Esteva Francisco J, Wang Jing, Lin Feng, Mejia Jaime A, Yan Kai, Altundag Kadri, Valero Vicente, Buzdar Aman U, Hortobagyi Gabriel N, Symmans W Fraser, Pusztai Lajos
Department of Breast Medical Oncology, Unit 1354, The University of Texas M.D. Anderson Cancer Center, 1515 Holcombe Boulevard, Houston, TX 77030, USA.
Breast Cancer Res. 2007;9(6):R87. doi: 10.1186/bcr1836.
We performed gene expression analysis to identify molecular predictors of resistance to preoperative concomitant trastuzumab and paclitaxel followed by 5-fluorouracil, epirubicin, and cyclophosphamide (T/FEC).
Pretreatment fine-needle aspiration specimens from 45 patients with HER-2-overexpressing stage II to IIIA breast cancer were subjected to transcriptional profiling and examined for differential expression of various genes and gene sets. The primary endpoint for tumor response was pathologic complete response (pCR). Correlations between pCR and gene expression were sought.
The overall pCR rate was 64%. Age, nuclear grade, tumor size, nodal status, quantitative expression of estrogen and HER-2 receptor mRNA, and HER-2 gene copy number showed no correlation with pCR. Results of gene set enrichment analysis suggested that the lower expression of genes involved with CD40 signaling is associated with a greater risk of residual cancer after the preoperative chemotherapy that includes trastuzumab.
CD40 signaling may play a role in determining response to trastuzumab-plus-T/FEC therapy in patients with HER-2-overexpressing breast cancer.
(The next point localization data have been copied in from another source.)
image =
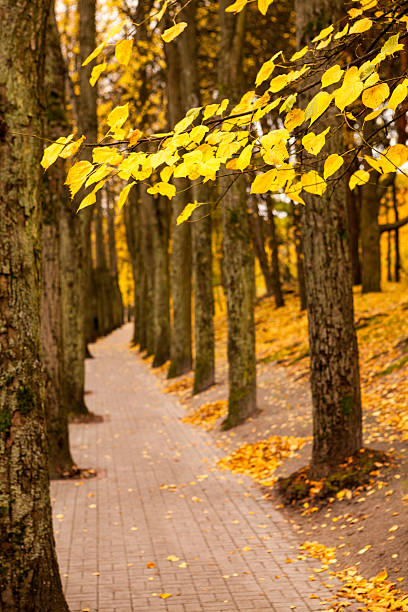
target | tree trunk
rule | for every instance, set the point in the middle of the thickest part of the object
(370, 239)
(297, 234)
(29, 576)
(335, 381)
(180, 351)
(354, 228)
(276, 282)
(88, 125)
(259, 248)
(204, 366)
(149, 262)
(238, 259)
(161, 281)
(397, 261)
(117, 303)
(54, 200)
(131, 212)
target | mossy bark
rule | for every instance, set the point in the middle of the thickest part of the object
(88, 125)
(238, 257)
(161, 237)
(54, 200)
(180, 350)
(335, 380)
(29, 576)
(240, 294)
(204, 344)
(132, 226)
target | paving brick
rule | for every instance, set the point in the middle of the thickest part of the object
(141, 446)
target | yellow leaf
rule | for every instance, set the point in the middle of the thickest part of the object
(350, 90)
(222, 106)
(245, 157)
(123, 51)
(94, 54)
(332, 164)
(172, 33)
(96, 73)
(265, 72)
(294, 118)
(332, 75)
(398, 95)
(299, 54)
(361, 26)
(198, 133)
(115, 30)
(263, 6)
(318, 105)
(123, 196)
(87, 201)
(342, 33)
(391, 45)
(314, 143)
(373, 115)
(134, 137)
(184, 216)
(236, 7)
(118, 116)
(394, 157)
(374, 163)
(359, 177)
(209, 110)
(312, 182)
(72, 148)
(294, 191)
(374, 96)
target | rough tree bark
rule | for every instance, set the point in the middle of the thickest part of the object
(161, 238)
(55, 198)
(297, 236)
(204, 344)
(116, 296)
(180, 351)
(335, 381)
(132, 225)
(29, 576)
(238, 258)
(258, 240)
(88, 125)
(275, 267)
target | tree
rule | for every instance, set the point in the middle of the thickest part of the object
(334, 370)
(55, 199)
(29, 576)
(238, 255)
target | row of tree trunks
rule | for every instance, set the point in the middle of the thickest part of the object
(29, 576)
(238, 258)
(55, 200)
(335, 382)
(181, 359)
(204, 366)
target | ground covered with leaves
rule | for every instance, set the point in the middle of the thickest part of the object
(358, 532)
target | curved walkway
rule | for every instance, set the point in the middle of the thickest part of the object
(160, 519)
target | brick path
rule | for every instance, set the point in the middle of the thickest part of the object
(231, 545)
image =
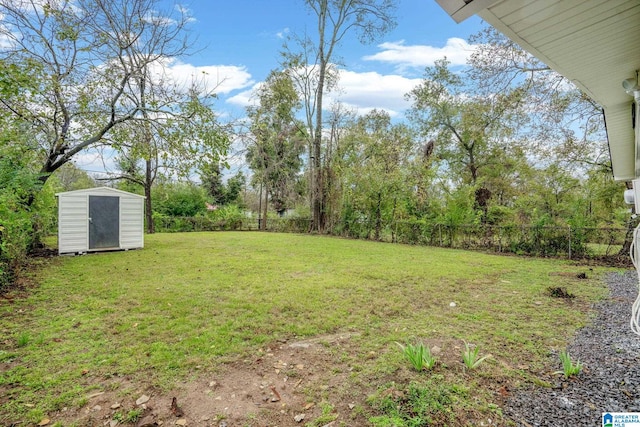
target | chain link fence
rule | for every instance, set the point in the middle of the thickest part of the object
(544, 241)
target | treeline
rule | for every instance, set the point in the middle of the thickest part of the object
(502, 144)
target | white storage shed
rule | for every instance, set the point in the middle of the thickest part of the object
(99, 219)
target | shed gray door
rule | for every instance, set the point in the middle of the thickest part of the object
(104, 222)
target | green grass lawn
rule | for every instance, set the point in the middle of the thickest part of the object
(199, 300)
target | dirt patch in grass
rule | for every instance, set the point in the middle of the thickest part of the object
(286, 383)
(282, 383)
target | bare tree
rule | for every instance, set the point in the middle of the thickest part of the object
(335, 19)
(91, 58)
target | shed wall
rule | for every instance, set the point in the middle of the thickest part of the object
(73, 223)
(131, 223)
(73, 232)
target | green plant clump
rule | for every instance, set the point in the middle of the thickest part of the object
(418, 404)
(470, 356)
(419, 356)
(569, 368)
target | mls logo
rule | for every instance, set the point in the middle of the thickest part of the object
(607, 420)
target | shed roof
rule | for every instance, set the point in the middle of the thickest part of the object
(99, 190)
(594, 43)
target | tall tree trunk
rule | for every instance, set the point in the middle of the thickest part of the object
(148, 181)
(317, 224)
(378, 217)
(263, 223)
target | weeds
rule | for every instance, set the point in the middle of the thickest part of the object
(418, 404)
(470, 356)
(569, 368)
(419, 356)
(23, 339)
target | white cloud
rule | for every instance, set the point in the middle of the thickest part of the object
(456, 50)
(361, 92)
(282, 34)
(246, 97)
(220, 79)
(371, 90)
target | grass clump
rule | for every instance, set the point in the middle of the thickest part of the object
(430, 402)
(471, 357)
(418, 355)
(23, 339)
(569, 368)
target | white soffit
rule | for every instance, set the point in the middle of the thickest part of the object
(593, 43)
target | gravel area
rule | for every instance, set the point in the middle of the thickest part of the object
(610, 381)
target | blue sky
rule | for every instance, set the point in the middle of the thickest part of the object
(238, 43)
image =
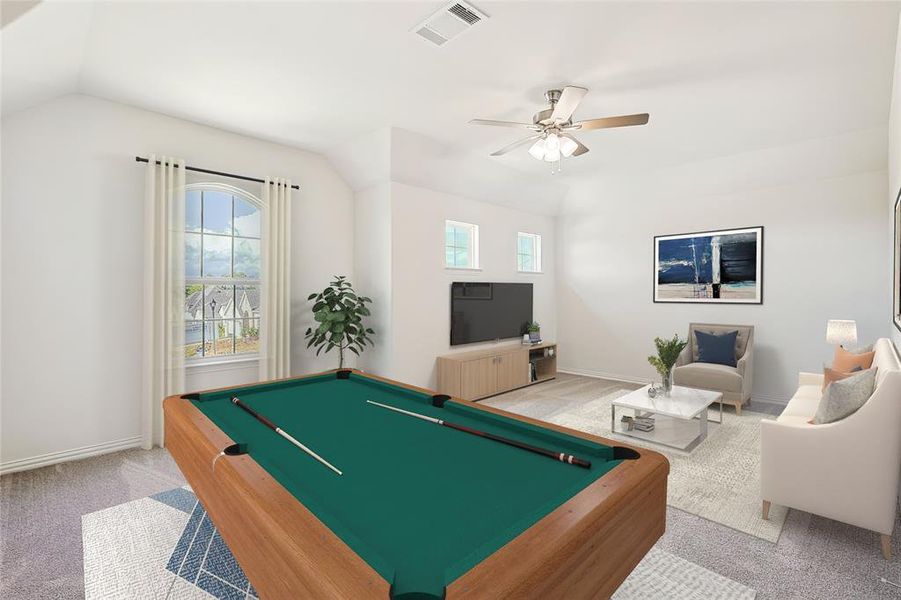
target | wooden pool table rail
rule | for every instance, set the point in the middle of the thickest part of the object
(583, 549)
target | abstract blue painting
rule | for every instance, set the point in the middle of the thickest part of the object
(722, 267)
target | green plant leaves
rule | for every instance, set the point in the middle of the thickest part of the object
(339, 312)
(668, 352)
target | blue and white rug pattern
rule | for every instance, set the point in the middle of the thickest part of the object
(165, 546)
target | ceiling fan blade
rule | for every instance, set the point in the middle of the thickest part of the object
(582, 149)
(505, 124)
(608, 122)
(515, 145)
(567, 103)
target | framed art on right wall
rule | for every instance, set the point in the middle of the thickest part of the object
(896, 264)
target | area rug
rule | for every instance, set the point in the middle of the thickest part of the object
(719, 480)
(165, 546)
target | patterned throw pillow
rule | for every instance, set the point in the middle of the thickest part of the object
(845, 396)
(830, 375)
(845, 361)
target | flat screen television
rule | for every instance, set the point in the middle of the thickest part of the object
(489, 311)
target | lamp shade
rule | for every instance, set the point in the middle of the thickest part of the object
(840, 332)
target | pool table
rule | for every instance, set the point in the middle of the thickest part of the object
(421, 511)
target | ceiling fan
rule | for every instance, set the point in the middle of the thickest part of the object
(552, 128)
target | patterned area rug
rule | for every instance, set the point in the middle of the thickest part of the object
(165, 546)
(719, 480)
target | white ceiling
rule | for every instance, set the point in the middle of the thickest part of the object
(718, 78)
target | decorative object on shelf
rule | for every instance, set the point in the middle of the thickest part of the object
(715, 267)
(896, 285)
(534, 332)
(839, 332)
(339, 311)
(667, 354)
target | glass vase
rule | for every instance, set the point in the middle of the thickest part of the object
(668, 383)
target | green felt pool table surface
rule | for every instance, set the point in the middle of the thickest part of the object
(420, 503)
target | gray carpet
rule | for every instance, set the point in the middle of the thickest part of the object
(40, 520)
(41, 543)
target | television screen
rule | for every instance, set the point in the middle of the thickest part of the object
(489, 311)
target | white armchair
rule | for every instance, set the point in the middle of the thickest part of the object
(847, 470)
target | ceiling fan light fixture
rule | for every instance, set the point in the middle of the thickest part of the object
(567, 146)
(538, 149)
(553, 142)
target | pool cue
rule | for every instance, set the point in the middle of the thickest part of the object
(283, 433)
(560, 456)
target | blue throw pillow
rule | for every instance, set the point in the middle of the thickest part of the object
(716, 349)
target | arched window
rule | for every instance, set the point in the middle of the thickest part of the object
(223, 226)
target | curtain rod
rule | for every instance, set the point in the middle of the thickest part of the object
(209, 172)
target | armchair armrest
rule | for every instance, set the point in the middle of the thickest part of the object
(810, 379)
(685, 357)
(847, 470)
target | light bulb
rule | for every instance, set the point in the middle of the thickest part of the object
(553, 142)
(538, 150)
(568, 146)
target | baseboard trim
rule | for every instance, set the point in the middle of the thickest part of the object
(53, 458)
(603, 375)
(642, 381)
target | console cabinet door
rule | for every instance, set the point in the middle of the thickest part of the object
(512, 370)
(479, 378)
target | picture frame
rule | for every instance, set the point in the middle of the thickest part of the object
(896, 264)
(723, 266)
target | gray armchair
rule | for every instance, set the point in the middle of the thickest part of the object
(733, 382)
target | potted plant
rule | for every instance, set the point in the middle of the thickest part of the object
(667, 354)
(339, 311)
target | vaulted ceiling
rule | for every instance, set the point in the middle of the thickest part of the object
(718, 78)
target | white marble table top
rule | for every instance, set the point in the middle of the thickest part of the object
(683, 403)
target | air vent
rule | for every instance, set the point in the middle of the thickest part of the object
(449, 22)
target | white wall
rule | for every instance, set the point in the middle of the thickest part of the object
(372, 255)
(72, 236)
(421, 283)
(894, 158)
(823, 258)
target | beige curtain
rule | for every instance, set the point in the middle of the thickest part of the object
(275, 329)
(164, 289)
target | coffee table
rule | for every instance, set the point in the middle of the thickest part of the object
(682, 406)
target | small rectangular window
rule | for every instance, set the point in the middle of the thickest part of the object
(461, 245)
(528, 252)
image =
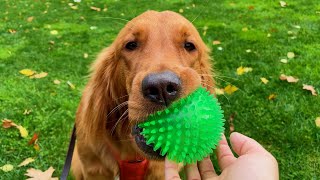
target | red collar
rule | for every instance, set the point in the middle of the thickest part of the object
(130, 169)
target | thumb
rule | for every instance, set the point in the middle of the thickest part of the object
(242, 144)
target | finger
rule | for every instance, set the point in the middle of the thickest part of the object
(192, 171)
(171, 170)
(242, 144)
(224, 154)
(206, 168)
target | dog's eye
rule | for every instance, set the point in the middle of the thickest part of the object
(131, 45)
(189, 46)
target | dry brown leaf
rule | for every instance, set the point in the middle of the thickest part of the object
(7, 168)
(26, 162)
(310, 88)
(290, 79)
(6, 123)
(36, 174)
(40, 75)
(27, 72)
(95, 8)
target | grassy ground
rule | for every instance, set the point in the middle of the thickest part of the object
(284, 126)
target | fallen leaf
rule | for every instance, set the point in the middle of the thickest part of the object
(284, 61)
(317, 121)
(6, 123)
(283, 3)
(71, 85)
(216, 42)
(310, 88)
(264, 80)
(26, 162)
(30, 19)
(230, 89)
(56, 81)
(54, 32)
(290, 79)
(36, 174)
(40, 75)
(26, 72)
(290, 55)
(7, 168)
(33, 139)
(218, 91)
(272, 97)
(241, 70)
(95, 8)
(23, 131)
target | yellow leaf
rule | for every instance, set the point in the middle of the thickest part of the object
(272, 97)
(317, 121)
(264, 80)
(71, 85)
(7, 168)
(290, 55)
(27, 72)
(230, 89)
(241, 70)
(23, 131)
(6, 123)
(26, 162)
(40, 75)
(36, 174)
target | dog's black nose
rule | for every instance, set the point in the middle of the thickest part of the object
(162, 87)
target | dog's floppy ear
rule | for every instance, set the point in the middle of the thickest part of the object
(205, 69)
(102, 94)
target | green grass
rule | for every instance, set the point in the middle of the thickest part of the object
(284, 126)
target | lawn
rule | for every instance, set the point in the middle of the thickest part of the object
(62, 38)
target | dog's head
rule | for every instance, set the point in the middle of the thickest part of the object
(157, 58)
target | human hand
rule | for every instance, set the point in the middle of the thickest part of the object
(254, 162)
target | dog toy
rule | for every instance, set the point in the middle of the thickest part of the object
(188, 130)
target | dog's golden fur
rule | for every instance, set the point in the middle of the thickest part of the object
(112, 101)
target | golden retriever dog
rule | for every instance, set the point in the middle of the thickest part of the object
(157, 58)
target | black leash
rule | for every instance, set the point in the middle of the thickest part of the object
(68, 160)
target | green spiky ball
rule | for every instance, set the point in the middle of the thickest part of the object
(188, 130)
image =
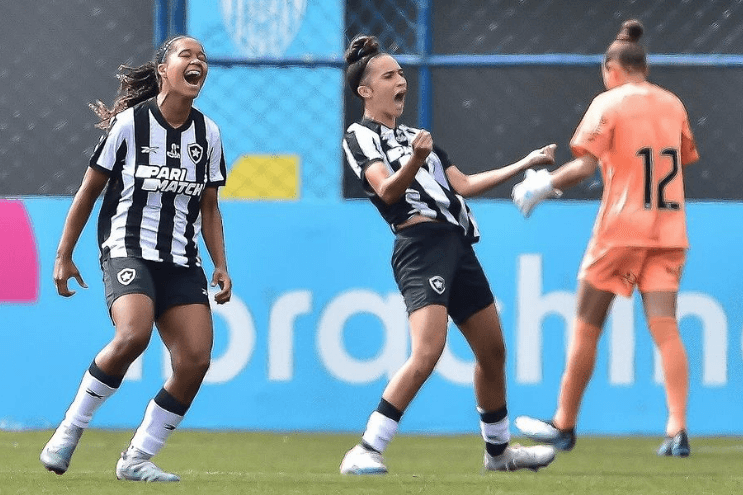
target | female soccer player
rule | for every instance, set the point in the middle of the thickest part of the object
(639, 135)
(419, 192)
(163, 162)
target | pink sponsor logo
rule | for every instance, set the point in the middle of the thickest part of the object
(19, 261)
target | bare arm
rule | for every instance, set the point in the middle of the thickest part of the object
(213, 233)
(391, 187)
(82, 205)
(573, 172)
(475, 184)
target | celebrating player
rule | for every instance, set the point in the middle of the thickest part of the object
(419, 192)
(163, 163)
(639, 136)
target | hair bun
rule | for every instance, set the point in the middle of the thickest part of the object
(360, 47)
(631, 31)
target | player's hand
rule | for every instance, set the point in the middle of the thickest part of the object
(221, 278)
(542, 156)
(422, 145)
(65, 269)
(536, 186)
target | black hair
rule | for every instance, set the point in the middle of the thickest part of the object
(626, 50)
(136, 84)
(360, 51)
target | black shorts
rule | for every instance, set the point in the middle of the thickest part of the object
(434, 263)
(167, 284)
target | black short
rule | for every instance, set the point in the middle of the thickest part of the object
(433, 263)
(167, 284)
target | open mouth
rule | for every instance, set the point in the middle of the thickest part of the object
(193, 76)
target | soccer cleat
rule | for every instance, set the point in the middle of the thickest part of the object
(359, 460)
(56, 454)
(545, 432)
(517, 457)
(134, 465)
(676, 446)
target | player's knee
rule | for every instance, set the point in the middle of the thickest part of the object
(129, 345)
(193, 365)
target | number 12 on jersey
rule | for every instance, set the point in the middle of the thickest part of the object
(661, 203)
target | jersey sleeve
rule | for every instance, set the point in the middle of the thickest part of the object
(361, 149)
(216, 167)
(594, 133)
(110, 149)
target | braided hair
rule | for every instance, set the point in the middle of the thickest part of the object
(136, 84)
(626, 50)
(360, 52)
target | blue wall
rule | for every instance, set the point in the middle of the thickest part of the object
(317, 327)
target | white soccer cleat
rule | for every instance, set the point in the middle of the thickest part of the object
(58, 451)
(134, 465)
(545, 432)
(517, 457)
(536, 187)
(359, 460)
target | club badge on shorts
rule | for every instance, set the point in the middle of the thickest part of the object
(437, 284)
(126, 276)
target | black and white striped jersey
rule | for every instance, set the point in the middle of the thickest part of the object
(430, 194)
(157, 174)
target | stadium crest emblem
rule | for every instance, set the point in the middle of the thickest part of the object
(195, 151)
(261, 28)
(437, 284)
(126, 276)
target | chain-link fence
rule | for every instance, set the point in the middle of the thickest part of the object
(491, 79)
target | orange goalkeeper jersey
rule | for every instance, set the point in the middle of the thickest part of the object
(641, 136)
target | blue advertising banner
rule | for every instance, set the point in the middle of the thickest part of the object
(316, 326)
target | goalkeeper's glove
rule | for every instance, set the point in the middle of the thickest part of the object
(536, 186)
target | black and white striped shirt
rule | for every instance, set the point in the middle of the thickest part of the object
(157, 175)
(430, 194)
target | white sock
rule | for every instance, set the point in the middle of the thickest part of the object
(90, 396)
(155, 429)
(379, 431)
(497, 433)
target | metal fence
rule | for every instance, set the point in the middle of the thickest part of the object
(492, 79)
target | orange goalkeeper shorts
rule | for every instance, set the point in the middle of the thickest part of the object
(620, 269)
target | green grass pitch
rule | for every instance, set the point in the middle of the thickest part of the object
(237, 462)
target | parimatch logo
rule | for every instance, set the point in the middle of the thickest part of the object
(167, 179)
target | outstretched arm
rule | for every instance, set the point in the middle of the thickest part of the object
(540, 185)
(573, 172)
(213, 233)
(475, 184)
(82, 205)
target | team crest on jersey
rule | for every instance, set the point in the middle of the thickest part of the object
(195, 151)
(126, 276)
(437, 284)
(174, 153)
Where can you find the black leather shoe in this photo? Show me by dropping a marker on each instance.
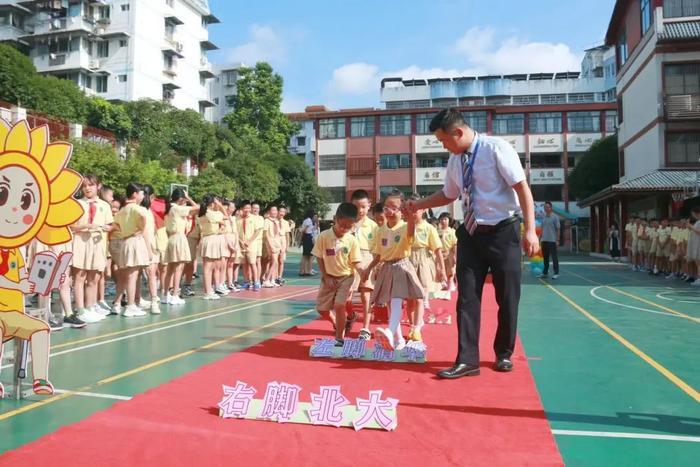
(459, 370)
(504, 365)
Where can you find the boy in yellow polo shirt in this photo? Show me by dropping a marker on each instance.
(338, 255)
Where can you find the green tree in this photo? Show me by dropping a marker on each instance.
(212, 180)
(257, 108)
(597, 169)
(16, 71)
(107, 116)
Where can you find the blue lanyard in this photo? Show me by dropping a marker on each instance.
(466, 178)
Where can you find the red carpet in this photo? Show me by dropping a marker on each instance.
(492, 419)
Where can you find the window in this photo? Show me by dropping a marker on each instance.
(394, 161)
(337, 194)
(509, 124)
(101, 83)
(645, 6)
(583, 122)
(682, 79)
(547, 192)
(553, 98)
(423, 123)
(331, 128)
(681, 8)
(545, 122)
(103, 49)
(331, 162)
(362, 126)
(392, 125)
(476, 120)
(622, 48)
(683, 148)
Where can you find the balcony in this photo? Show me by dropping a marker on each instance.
(682, 107)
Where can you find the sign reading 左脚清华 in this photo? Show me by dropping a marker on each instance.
(547, 177)
(327, 407)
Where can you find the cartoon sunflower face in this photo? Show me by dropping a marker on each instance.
(35, 187)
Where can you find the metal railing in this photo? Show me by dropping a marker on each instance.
(682, 106)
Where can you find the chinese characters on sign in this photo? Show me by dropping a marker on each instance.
(327, 407)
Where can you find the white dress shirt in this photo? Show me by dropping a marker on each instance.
(496, 169)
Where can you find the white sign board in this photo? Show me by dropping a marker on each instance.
(547, 176)
(546, 143)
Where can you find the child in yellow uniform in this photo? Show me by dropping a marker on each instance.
(366, 233)
(338, 254)
(426, 254)
(90, 250)
(211, 222)
(448, 237)
(135, 253)
(397, 280)
(177, 251)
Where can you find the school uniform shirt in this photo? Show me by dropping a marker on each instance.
(176, 220)
(496, 169)
(366, 233)
(209, 224)
(426, 236)
(448, 237)
(393, 243)
(11, 263)
(338, 254)
(130, 219)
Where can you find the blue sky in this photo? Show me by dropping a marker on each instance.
(335, 52)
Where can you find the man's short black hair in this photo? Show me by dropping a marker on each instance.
(446, 120)
(358, 195)
(346, 211)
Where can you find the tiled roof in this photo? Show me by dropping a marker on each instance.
(680, 31)
(659, 180)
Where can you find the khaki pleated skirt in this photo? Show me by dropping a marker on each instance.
(211, 246)
(178, 249)
(135, 253)
(424, 263)
(89, 252)
(397, 280)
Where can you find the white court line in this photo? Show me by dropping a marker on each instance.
(614, 434)
(93, 394)
(611, 302)
(182, 323)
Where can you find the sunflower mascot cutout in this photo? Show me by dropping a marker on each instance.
(36, 202)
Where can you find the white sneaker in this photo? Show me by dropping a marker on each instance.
(385, 338)
(88, 316)
(133, 311)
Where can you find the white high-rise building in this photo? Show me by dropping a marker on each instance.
(121, 50)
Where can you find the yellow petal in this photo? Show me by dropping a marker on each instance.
(18, 139)
(65, 185)
(64, 213)
(54, 236)
(56, 158)
(40, 139)
(4, 130)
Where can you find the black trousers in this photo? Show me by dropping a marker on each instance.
(549, 249)
(497, 251)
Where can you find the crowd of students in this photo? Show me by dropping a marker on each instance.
(388, 257)
(671, 248)
(122, 240)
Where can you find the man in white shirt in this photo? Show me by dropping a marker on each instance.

我们进行了基因表达分析,以确定对术前曲妥珠单抗联合紫杉醇治疗,随后进行5-氟尿嘧啶、表柔比星和环磷酰胺(T/FEC)治疗产生耐药的分子预测指标。
对45例HER-2过表达的II至IIIA期乳腺癌患者的预处理细针穿刺标本进行转录谱分析,并检测各种基因和基因集的差异表达。肿瘤反应的主要终点是病理完全缓解(pCR)。研究pCR与基因表达之间的相关性。
总体pCR率为64%。年龄、核分级、肿瘤大小、淋巴结状态、雌激素和HER-2受体mRNA的定量表达以及HER-2基因拷贝数与pCR均无相关性。基因集富集分析结果表明,与CD40信号传导相关的基因表达较低,与包括曲妥珠单抗在内的术前化疗后残留癌症风险较高相关。
CD40信号传导可能在决定HER-2过表达乳腺癌患者对曲妥珠单抗加T/FEC治疗的反应中起作用。